Egocentric interaction perception is one of the essential branches in investigating human-environment interaction, which lays the basis for developing next-generation intelligent systems. However, existing egocentric interaction understanding methods cannot yield coherent textual and pixel-level responses simultaneously according to user queries, which lacks flexibility for varying downstream application requirements. To comprehend egocentric interactions exhaustively, this paper presents a novel task named Egocentric Interaction Reasoning and pixel Grounding (Ego-IRG). Taking an egocentric image with the query as input, Ego-IRG is the first task that aims to resolve the interactions through three crucial steps: analyzing, answering, and pixel grounding, which results in fluent textual and fine-grained pixel-level responses. Another challenge is that existing datasets cannot meet the conditions for the Ego-IRG task. To address this limitation, this paper creates the Ego-IRGBench dataset based on extensive manual efforts, which includes over 20k egocentric images with 1.6 million queries and corresponding multimodal responses about interactions. Moreover, we design a unified ANNEXE model to generate text- and pixel-level outputs utilizing multimodal large language models, which enables a comprehensive interpretation of egocentric interactions. The experiments on the Ego-IRGBench exhibit the effectiveness of our ANNEXE model compared with other works.

Paper Structure

This paper contains 18 sections, 6 equations, 3 figures, 6 tables.

Figures (3)

  • Figure 1: Ego-IRG task versus other related tasks.

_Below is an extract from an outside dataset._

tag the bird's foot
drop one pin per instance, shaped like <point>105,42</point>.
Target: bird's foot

The Ego-IRG task advances the interaction understanding compared with other related tasks such as Referring Image Segmentation (RIS), Egocentric Hand-Object Interaction detection (EHOI), and Egocentric Question Answering (EgoVQA).
  • Figure 2: Overall architecture of the proposed ANNEXE model, a synergy of text generation and mask generation modules.
  • Figure 3: Illustration of the proposed Ego-IRGBench dataset, which includes (a)(i) the egocentric image, (a)(ii) the depth map, and interaction description. It also includes (b) single-, (c) multi-, and (d) no-target samples with the corresponding query, description (Des.), and answer (Ans.).